Together with its existing ambition to increase sales of plant-based food, the supermarket’s 2025 commitments on health are:

  • An increase in sales of healthy products, as a proportion of total sales, to 65 percent by 2025, as defined by the UK Government’s nutrient profiling model – up from 58 percent today.
  • To increase sales of plant-based meat alternatives by 300 percent by 2025. Tesco says it aims to have even more plant-based alternatives alongside meat options.
  • To make products healthier through reformulation. This includes plans to increase the percentage of ready meals that contain at least one of the recommended five-a-day to 66 percent by 2025 (currently 50 percent, up from 26 percent in 2018).

Tesco plans to disclose progress against its targets annually through its Little Helps Plan. The next update, due to be published in May, will share further details on its strategy to support healthy diets.

Healthy ambitions and reformulation
The new targets are the culmination of 18 months of work to understand how the average UK weekly shopping basket could be made more healthy. Tesco has worked closely with its charity partners and other stakeholders and listened to consumers to understand how they want to eat more healthily and what barriers need to be overcome, notes the retailer. 

To meet the targets, Tesco’s strategy will focus on reformulating products, removing “billions of calories and thousands of tons of salt, fat and sugar from products.”

ShareAction stresses that supermarkets play a pivotal role in population health by influencing what consumers eat.Tesco will offer affordable plant-based protein options and increase the number of promotions on healthy products.

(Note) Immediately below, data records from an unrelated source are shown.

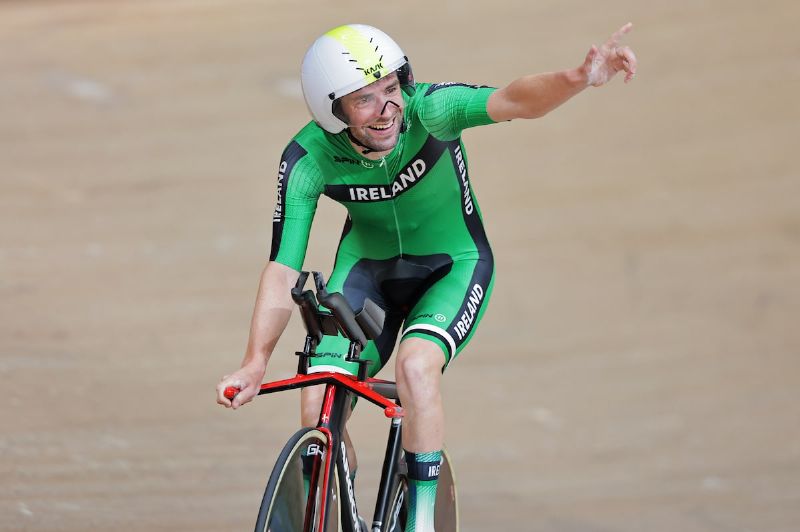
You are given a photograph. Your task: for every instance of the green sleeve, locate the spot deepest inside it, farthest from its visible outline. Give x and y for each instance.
(299, 187)
(446, 109)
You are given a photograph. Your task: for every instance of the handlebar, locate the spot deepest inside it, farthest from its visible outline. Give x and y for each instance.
(379, 392)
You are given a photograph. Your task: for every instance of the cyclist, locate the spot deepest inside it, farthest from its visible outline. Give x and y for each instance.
(389, 149)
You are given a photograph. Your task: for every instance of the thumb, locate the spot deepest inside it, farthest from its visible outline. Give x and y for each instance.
(244, 396)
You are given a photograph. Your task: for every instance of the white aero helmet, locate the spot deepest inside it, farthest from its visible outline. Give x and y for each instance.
(344, 60)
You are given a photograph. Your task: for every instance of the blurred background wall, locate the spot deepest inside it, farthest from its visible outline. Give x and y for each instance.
(638, 365)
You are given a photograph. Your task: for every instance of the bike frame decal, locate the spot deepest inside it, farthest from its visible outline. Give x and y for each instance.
(351, 495)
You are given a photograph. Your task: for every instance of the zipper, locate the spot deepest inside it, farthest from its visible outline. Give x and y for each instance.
(394, 207)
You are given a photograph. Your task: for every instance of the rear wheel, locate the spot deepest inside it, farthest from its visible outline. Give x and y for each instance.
(293, 500)
(446, 511)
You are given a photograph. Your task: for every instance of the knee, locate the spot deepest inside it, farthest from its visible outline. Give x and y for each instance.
(419, 368)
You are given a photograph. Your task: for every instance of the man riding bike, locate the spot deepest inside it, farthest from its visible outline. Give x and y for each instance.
(389, 149)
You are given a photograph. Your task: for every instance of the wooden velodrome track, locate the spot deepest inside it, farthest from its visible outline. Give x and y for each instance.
(637, 369)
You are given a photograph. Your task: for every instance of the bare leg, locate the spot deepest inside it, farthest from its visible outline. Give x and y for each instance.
(419, 375)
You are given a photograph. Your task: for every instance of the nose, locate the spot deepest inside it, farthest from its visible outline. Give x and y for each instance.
(387, 105)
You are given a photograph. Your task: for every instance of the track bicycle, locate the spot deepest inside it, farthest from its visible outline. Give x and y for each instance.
(312, 471)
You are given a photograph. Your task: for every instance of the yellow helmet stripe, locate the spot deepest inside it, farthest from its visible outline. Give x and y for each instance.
(364, 54)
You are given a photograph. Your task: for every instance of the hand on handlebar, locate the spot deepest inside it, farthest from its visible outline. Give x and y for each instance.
(240, 387)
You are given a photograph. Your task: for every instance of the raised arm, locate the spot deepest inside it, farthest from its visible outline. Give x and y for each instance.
(536, 95)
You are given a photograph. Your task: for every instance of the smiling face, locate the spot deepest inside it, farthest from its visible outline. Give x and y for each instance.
(375, 115)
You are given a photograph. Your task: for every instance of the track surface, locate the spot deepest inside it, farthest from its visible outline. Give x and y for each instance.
(638, 367)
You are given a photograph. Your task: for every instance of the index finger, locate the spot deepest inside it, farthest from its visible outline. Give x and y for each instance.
(617, 35)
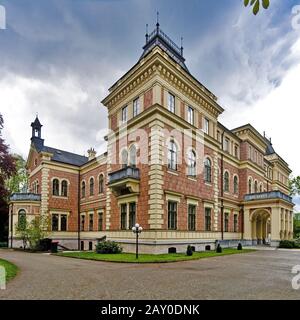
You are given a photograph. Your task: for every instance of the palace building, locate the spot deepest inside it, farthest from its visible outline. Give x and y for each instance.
(170, 166)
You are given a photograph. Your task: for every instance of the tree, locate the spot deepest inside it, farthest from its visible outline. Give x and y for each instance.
(256, 4)
(294, 186)
(7, 169)
(19, 181)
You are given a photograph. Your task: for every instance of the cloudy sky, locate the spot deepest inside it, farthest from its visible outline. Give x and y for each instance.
(59, 57)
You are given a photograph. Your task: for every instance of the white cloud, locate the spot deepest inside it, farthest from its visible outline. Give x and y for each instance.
(278, 114)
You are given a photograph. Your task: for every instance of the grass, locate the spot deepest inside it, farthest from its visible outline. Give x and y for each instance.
(149, 258)
(10, 268)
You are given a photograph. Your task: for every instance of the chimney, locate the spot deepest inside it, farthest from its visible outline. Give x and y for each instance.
(91, 153)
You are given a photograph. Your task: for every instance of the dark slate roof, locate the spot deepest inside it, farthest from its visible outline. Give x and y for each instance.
(159, 38)
(66, 157)
(270, 149)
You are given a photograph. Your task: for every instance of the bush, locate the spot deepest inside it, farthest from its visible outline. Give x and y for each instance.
(108, 247)
(288, 244)
(189, 251)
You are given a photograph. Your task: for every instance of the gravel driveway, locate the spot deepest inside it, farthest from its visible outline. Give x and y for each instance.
(256, 275)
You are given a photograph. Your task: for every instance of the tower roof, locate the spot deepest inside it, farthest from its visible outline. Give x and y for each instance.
(158, 38)
(36, 123)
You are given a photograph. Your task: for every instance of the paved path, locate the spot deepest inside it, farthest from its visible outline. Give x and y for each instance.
(256, 275)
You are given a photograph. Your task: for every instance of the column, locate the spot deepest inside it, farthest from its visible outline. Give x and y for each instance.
(275, 224)
(247, 225)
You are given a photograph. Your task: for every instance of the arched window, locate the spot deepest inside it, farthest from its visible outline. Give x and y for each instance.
(55, 187)
(22, 219)
(64, 188)
(207, 170)
(124, 158)
(192, 163)
(255, 187)
(101, 183)
(235, 184)
(83, 189)
(132, 156)
(226, 181)
(92, 186)
(172, 155)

The supermarket will inspire shoppers to make bigger changes to their lifestyle – including through the launch of new ranges and reviewing the prominence and the amount of space dedicated to healthier products in stores.

“We’ve worked hard to help our customers eat healthily, and we’re proud of our track record, and it’s clear we can do more. We are sharing our stretching new ambitions on health and committing to reporting our progress against them,” says Tesco Group CEO Ken Murphy.

Professor Judy Buttriss, British Nutrition Foundation, adds: “It is essential that supermarkets play their part in helping customers selec a healthy and sustainable diet that provides the nutrients we all need.”

“These new commitments are aligned with the nation’s need to eat more vegetables, fruits, grains, and pulses such as beans and lentils and cut back on calories, saturated fat, salt, and added sugar,” he continues.

“A varied plant-rich diet is a great place to start, remembering that nutrient-rich milk, eggs, fish and meat remain part of a healthy diet for most of us. It’s about getting the balance right.”

ShareAction stresses that supermarkets play a pivotal role in population health by influencing what consumers eat. ShareAction’s Healthy Markets investor coalition will continue its work engaging with supermarkets and food manufacturers on the risks and opportunities they face from increasing regulation and shifting consumer preferences.

“Investors recognize the importance of health. They see the risks and opportunities supermarkets face, given their outsized role in shaping our diets. By filing a shareholder resolution, our investor coalition sent a strong message to Tesco and to other supermarkets that shifting sales toward healthier options is important,” continues Hodge. 

“We look forward to continuing to engage with Tesco as it implements these commitments and fully develops its plans beyond UK retail.”

She concludes that Tesco is setting a precedent for the retail sector as a whole. “This comes at a time when there is a need to improve health and resilience in society following the COVID-19 pandemic, wher people with obesity were up to 1.5 times more likely to die from the virus.” 

“We hope and expect other retailers to follow suit.”